Dither is probably a concept that few in the audio space, besides producers and audio engineers, understand too much about. With streaming and Hi-Res content replacing the trusty CD, even less attention is paid to this once cornerstone of audio quality. But with 24-bit Hi-Res on the rise, it’s worth understanding how dither once again proves that bigger numbers aren’t always better.
In a nutshell, dither is a randomized coding sequence applied to 16-bit audio masters in order to reduce quantization noise. If you read our recent feature on audio bit-depth, you’ll be well up to speed on digital noise. If not, I strongly suggest checking that out first for a primer. Quantization noise is important because it tells us how accurately we can store our audio before we lose details to background noise.
Why do we need dither?
To recap, conversion and digital math can only be done to a certain level of accuracy, defined by the number of bits (digital 1s and 0s) available for storing audio information. Moving from a high bit-depth, such as when mixing, to a lower bit-depth for storage introduces errors called quantization noise. This is audible at low bit-depths and as such we can express the signal-to-noise ratio (SNR) of a digital file in dB.
For example, an 8-bit signal has an SNR of 48dB, 12-bits is 72dB, while 16-bit hits 96dB, and 24-bits a whopping 144dB. However, track mixing is often done at a much higher resolution—32 or even 64-bits. This means that data is sliced off or truncated when moving on to master at 16 or 24-bit. This produces quantization noise, but the specific type of rounding error leads to noise with a particular trait – harmonic distortion.
This is because values that fall part between a quantization step always round to predictable values. In a simple rounding example, 0.6 always becomes 1, and 0.4 always becomes 0. Another way to think about this a slight clipping of the waveform which produces odd harmonics. We can see examples of this harmonic distortion and the effect on SNR for different bit-depths with a 250Hz sine wave below.
Note how the odd harmonic distortion ruins what would otherwise be a much lower noise floor. Fortunately, dither allows us to clean up this harmonic distortion into a more pleasing white noise while also improving SNR. Talk about a miracle cure.
How does dither work?
At it’s most basic, dither is the introduction of random noise to prevent those predictable quantization steps. Rather than 0.6 always rounding to 1, perhaps sometimes it rounds to 0. We could do this by randomly adding or subtracting 0.5 from our value.
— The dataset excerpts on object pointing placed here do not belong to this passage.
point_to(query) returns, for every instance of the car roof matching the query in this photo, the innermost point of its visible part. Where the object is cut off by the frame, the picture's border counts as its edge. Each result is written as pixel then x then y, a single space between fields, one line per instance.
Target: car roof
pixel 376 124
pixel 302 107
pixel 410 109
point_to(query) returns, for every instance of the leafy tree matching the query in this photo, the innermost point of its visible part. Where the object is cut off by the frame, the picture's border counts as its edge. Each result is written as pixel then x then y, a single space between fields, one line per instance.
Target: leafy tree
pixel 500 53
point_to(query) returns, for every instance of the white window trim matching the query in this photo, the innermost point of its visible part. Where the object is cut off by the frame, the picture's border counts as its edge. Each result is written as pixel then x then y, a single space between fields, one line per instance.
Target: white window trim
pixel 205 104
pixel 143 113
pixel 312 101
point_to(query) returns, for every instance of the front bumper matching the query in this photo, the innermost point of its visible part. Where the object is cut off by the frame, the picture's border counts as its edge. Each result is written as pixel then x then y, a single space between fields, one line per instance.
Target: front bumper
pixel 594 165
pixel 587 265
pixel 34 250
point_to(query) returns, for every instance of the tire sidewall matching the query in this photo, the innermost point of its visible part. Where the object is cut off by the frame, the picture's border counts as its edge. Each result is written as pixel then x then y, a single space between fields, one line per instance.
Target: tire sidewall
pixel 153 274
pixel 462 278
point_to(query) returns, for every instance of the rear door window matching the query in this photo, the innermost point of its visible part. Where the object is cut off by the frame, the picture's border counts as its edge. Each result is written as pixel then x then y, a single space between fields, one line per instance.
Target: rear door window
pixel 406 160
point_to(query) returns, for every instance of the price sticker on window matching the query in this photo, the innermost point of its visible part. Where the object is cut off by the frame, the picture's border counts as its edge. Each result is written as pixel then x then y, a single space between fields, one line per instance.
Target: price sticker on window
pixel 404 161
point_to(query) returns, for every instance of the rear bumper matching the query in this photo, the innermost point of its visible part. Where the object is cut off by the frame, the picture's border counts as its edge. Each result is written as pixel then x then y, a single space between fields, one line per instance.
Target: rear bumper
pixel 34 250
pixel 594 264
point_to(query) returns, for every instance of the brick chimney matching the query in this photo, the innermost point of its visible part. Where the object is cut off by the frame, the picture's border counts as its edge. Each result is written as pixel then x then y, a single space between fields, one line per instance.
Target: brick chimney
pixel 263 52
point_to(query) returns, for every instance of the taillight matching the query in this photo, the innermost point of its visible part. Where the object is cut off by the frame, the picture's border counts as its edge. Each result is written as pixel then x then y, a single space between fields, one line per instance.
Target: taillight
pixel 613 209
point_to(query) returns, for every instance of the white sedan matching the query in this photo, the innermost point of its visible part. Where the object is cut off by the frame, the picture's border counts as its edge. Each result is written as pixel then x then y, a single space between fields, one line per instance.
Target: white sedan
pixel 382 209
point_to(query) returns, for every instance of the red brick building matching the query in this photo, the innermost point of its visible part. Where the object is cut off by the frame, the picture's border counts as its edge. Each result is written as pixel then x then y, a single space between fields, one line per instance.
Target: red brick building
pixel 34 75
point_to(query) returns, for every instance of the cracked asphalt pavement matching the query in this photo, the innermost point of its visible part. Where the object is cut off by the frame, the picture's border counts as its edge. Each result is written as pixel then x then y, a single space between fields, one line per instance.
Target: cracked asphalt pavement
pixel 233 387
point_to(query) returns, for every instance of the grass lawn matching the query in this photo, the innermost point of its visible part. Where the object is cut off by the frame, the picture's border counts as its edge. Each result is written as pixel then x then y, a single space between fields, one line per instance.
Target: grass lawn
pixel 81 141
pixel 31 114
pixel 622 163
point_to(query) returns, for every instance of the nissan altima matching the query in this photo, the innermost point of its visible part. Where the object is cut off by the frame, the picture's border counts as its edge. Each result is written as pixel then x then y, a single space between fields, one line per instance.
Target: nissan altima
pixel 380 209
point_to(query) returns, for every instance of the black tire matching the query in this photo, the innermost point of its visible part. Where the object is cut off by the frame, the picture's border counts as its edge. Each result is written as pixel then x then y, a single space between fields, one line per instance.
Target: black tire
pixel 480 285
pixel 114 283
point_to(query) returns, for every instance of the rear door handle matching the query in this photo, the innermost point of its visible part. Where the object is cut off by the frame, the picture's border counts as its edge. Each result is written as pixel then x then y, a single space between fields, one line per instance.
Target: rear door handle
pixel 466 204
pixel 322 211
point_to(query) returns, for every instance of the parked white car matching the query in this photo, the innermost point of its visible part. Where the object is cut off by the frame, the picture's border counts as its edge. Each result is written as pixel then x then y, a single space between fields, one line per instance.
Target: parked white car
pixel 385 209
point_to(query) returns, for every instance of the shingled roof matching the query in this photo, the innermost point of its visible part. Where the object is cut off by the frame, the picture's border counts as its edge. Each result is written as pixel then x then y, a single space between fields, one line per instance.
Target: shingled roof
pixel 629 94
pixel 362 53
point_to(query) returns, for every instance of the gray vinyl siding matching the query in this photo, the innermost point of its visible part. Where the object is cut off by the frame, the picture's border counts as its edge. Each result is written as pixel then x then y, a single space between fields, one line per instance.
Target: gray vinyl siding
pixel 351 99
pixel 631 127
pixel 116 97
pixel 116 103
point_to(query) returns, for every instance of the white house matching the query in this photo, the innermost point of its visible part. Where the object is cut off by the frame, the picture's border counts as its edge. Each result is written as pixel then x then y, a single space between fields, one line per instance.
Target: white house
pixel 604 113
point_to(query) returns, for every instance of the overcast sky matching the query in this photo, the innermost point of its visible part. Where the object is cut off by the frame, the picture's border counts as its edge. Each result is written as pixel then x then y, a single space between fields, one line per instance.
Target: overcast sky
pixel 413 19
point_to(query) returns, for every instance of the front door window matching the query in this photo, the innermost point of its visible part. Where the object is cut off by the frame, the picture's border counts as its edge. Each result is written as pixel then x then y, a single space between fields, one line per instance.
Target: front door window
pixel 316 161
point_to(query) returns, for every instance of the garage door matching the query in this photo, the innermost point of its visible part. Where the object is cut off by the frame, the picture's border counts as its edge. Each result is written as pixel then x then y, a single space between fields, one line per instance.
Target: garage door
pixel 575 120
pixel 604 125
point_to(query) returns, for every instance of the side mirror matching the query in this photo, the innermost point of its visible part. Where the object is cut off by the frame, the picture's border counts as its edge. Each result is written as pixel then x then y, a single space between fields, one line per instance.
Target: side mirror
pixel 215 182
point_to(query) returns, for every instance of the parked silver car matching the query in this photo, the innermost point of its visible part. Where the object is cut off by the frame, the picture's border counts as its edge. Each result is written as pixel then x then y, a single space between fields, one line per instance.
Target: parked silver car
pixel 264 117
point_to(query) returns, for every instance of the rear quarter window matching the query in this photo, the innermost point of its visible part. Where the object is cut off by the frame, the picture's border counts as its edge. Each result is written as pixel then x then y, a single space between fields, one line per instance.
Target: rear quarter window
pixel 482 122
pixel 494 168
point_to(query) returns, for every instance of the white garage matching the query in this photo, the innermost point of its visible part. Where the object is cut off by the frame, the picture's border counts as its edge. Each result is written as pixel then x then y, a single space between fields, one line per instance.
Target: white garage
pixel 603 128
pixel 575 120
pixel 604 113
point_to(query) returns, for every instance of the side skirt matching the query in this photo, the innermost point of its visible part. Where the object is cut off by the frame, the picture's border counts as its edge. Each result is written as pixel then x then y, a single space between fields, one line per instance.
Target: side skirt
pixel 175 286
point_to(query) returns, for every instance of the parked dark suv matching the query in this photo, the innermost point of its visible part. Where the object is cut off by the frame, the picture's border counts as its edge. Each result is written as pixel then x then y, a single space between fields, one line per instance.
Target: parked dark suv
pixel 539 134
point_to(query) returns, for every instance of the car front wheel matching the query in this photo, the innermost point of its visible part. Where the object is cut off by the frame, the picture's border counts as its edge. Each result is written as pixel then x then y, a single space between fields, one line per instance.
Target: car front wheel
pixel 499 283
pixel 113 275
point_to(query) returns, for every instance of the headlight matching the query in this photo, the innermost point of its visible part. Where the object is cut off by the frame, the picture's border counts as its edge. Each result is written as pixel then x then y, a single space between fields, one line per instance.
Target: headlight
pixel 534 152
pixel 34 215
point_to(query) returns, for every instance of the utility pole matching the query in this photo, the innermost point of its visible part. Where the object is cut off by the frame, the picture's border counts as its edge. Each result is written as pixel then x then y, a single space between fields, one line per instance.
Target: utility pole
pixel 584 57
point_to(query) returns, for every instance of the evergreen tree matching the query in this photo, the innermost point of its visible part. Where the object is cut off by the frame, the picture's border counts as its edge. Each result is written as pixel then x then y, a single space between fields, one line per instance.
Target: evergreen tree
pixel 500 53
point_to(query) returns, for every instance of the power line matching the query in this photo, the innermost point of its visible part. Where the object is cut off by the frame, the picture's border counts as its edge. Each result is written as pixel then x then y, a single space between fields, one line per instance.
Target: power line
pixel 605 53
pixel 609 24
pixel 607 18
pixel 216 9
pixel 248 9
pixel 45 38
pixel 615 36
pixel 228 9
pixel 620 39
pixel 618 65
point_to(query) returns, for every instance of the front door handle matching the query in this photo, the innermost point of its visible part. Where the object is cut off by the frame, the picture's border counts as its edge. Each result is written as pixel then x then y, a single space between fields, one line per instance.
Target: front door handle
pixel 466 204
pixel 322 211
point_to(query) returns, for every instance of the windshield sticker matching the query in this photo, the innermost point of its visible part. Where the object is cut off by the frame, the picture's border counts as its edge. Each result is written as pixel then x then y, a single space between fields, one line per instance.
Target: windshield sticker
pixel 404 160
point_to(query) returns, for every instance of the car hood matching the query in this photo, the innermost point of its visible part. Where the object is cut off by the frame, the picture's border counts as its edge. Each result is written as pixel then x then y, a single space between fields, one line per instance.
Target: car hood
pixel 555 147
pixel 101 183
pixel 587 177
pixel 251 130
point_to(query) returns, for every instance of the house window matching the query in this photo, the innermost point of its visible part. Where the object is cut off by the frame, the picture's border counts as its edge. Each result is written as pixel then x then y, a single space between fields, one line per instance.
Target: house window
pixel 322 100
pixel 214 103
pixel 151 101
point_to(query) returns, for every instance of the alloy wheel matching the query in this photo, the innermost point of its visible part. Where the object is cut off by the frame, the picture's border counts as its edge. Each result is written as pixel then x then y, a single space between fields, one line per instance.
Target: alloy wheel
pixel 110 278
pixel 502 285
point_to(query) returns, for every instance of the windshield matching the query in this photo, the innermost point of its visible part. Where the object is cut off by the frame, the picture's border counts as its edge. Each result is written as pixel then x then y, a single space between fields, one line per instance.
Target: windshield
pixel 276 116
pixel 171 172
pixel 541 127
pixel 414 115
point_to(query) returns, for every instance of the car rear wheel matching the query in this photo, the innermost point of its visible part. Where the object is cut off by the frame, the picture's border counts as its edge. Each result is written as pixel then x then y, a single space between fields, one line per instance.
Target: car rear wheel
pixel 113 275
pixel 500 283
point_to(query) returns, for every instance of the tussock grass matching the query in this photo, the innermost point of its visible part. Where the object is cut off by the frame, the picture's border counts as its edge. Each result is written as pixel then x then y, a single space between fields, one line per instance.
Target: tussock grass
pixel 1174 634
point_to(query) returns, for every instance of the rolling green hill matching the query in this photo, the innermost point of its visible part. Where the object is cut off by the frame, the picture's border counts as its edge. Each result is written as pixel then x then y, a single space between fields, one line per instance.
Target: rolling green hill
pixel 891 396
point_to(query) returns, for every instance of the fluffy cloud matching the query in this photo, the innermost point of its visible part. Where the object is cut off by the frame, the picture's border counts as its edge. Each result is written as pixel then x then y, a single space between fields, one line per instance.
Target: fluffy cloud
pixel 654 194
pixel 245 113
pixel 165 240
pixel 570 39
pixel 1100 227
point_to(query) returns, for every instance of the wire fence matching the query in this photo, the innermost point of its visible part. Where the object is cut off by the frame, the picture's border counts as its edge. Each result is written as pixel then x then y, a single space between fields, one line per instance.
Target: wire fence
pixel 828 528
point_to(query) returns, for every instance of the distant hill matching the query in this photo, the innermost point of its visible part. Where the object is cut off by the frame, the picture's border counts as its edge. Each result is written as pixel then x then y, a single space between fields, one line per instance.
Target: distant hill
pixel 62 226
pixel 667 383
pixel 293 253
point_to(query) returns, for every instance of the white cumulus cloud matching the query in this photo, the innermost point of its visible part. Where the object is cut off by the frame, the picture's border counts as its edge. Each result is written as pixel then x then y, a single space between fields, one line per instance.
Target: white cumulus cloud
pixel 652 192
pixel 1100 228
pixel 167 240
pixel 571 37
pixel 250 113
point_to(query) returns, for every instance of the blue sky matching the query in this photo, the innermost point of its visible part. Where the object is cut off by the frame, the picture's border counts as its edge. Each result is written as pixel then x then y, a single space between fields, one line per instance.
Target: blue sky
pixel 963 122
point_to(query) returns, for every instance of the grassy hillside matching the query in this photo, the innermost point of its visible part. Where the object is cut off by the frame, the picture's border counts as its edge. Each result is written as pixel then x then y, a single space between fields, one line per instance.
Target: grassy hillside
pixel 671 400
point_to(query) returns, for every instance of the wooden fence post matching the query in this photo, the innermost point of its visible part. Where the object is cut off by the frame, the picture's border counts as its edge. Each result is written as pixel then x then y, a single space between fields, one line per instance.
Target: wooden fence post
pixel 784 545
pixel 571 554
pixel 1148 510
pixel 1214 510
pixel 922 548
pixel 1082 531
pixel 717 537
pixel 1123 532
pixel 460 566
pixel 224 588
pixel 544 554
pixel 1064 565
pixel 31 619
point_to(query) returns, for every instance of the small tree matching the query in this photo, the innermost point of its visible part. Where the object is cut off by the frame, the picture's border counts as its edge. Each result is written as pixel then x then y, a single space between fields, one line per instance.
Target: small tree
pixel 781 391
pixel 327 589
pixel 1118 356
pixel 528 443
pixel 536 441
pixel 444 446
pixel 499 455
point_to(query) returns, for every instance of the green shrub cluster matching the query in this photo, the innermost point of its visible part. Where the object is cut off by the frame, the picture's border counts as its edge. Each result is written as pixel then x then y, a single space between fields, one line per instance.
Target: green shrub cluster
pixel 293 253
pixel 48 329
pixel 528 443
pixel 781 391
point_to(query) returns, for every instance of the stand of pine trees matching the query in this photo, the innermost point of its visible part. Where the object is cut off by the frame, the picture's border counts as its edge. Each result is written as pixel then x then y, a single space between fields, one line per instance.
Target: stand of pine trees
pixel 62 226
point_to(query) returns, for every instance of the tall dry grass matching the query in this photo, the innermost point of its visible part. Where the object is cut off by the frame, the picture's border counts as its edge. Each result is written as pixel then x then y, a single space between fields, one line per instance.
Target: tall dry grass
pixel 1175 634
This way, there’s no repeatable rounding patterns or clipping of the waveform, there’s simply random noise at a much lower amplitude.
This is achieved by generating a random noise signal that toggles the last or least-significant bit of the desired signal. This is then added to the audio file before quantization. So for instance, we randomly toggle the 16th bit for a 16-bit master or the 8th bit for an 8-bit master. Toggling a more significant bit would add more noise to the signal that might mask important details.
The graph below demonstrates what happens to noise when we apply this type of dither. Notice that the lowest amount of noise has increased, so we’ve raised the noise floor in that regard. However, the highest peak of harmonic distortion has fallen almost entirely to the noise floor, improving our total SNR in the process and resulting in lower overall noise. Perfect.
In total, our 8-bit signal sees its SNR improve from 48 to about 64dB. 16-bit with this method of dither lends to improvements from 96 to 112dB, and 24-bit from 144 to 160dB. But this is just a very crude method of producing dither, we can actually do even better.
Dither is the introduction of random noise to reduce harmonic quantization distortion.
High-quality dither takes advantage of human hearing characteristics, in particular the loss of sensitivity at higher frequencies, to eke out even better SNR for the frequencies that matter. Using wave-shaped noise rather than an equal distribution of noise can improve SNR in the low and mid frequencies, where the human ear is most sensitive, to about 120dB.
A triangular noise distribution (TPDF) is commonly used in audio dithering and has the desired effect of reducing the first few orders of harmonic distortion. There are other noise-shaped types available too, some which are designed to more closely match human hearing curves. Noise shaping is also a very important tool for improving the performance of sigma-delta ADCs and DACs found in modern audio equipment, pushing noise out of audible frequencies.
Is dither still relevant in the streaming and Hi-Res age?
Dither isn’t applied to 24-bit audio, so is perhaps not as important in audiophile circles at it once was. The reason for this is simply because 24-bit’s -144dB noise floor falls well below the best possible performance of real-world audio equipment, which maxes out at about 120dB (~20-bits).
However, the effective noise floor of noise-shape dithered 16-bit audio is also approximately -120dB. For this reason, there’s no audible difference between 24-bit Hi-Res and properly dithered 16-bit CD quality audio. Especially once you take into consideration listening volumes, limits of human hearing, and the dynamic range of most musical performances. There’s a reason we say that CD-quality audio is still great.
Dithering is still an important mastering technique in the modern music age. The most popular music streaming services offer lossy compressed, 16-bit music. Before applying this compression, music should be mastered and appropriately dithered for a low noise floor to ensure maximum performance from the compression codec. Even if you’re converting from a high-res library to a lossless format such as 16-bit FLAC, you should ensure that the encoding chain includes decent dithering for maximum audio quality.